Buyers have to pay premiums over the LME benchmark prices even with a glut of aluminum being produced. Premiums in the U.S. surged to a record 12 cents to 13 cents a pound in June, almost doubling from 6.5 cents in mid-2010, according to the most recent data available from Austin, Texas-based researcher Harbor Intelligence.
Creating Logjams
Warehouses are creating logjams, said Chris Thorne, a Beer Institute spokesman.
“Restrictive and outdated warehousing rules are interfering with normal supply-and-demand dynamics, creating supply-chain bottlenecks, and preventing brewers and other aluminum users from getting aluminum in time and at fair market prices,” Thorne said.
The LME has proposed new guidelines, slated to take effect in April, that would link the amount of metal leaving a warehouse to the amount going in. The proposal would affect warehouses with waiting times longer than 100 days. The queue in Detroit is more than 400 days, according to a July 9 report by Barclays Plc analysts led by Gayle Berry. If rents stay where they are, the rule change would cut Detroit-area warehouse fees by as much as 70 percent, the analysts said.
It’s difficult to say how expansive the central bank’s review of banks’ commodities activities might be, said Rosner.
Risky Forays
“Even if the Fed forces the sale of the warehouses, it’s unclear if they are serious about addressing our systemically risky banks’ forays into critical non-financial businesses,” he said.
Already, tougher regulations and lower profits have persuaded JPMorgan and Goldman Sachs to look for buyers for their warehouse networks, the Financial Times reported on July 14, without saying how it got the information.
Pressures on banks to curtail commodities businesses include stiffening capital rules, a regulatory crackdown on trading practices and an industry slump. Commodities revenue at the 10 largest firms slid 24 percent in 2012, and was down 54 percent in the first quarter from a year earlier amid low volatility and fewer client trades, according to Coalition.
Morgan Stanley is cutting 10 percent of its workforce in commodities, a person briefed on the matter said last month. Chief Executive Officer James Gorman said in an interview last week that he’s open to different structures in that business.
“We have no compulsion to act rashly,” he said. Morgan Stanley held talks last year with Qatar’s sovereign-wealth fund about selling a stake in the business. The deal could have added capital.
Increasingly Complex
JPMorgan is nearing an agreement with the Federal Energy Regulatory Commission to settle allegations that the bank manipulated electricity prices in California and the U.S. Midwest and received at least $73 million in improper payments, the Wall Street Journal reported. A deal could cost the bank $500 million, the New York Times said, citing people briefed on the matter. JPMorgan’s Marchiony declined to comment.

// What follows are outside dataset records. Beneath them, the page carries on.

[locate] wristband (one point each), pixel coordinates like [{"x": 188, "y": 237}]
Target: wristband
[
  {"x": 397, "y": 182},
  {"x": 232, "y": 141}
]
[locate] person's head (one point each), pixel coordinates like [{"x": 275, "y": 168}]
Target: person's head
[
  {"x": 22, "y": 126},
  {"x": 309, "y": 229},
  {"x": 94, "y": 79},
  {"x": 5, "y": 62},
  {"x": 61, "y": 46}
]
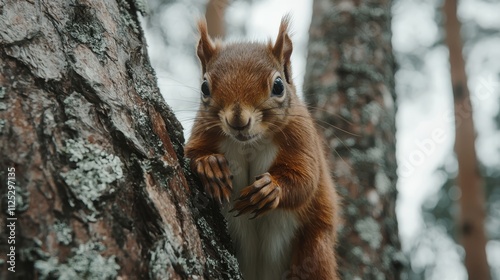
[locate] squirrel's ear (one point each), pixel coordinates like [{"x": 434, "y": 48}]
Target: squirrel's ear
[
  {"x": 206, "y": 47},
  {"x": 283, "y": 47}
]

FERC ordered London-based Barclays and Deutsche Bank AG, Germany’s biggest bank, to pay fines for allegedly manipulating energy markets. Deutsche Bank agreed in January to pay $1.6 million with no admission of wrongdoing. Barclays said this month it would “vigorously” fight the $487.9 million in combined fines and penalties.
Financial regulators face an increasingly complex task at the largest U.S. banks. In 1990, the four biggest bank holding companies had, combined, about 3,000 subsidiaries, according to researchers at the Federal Reserve Bank of New York. By 2011, the top four had more than 11,000.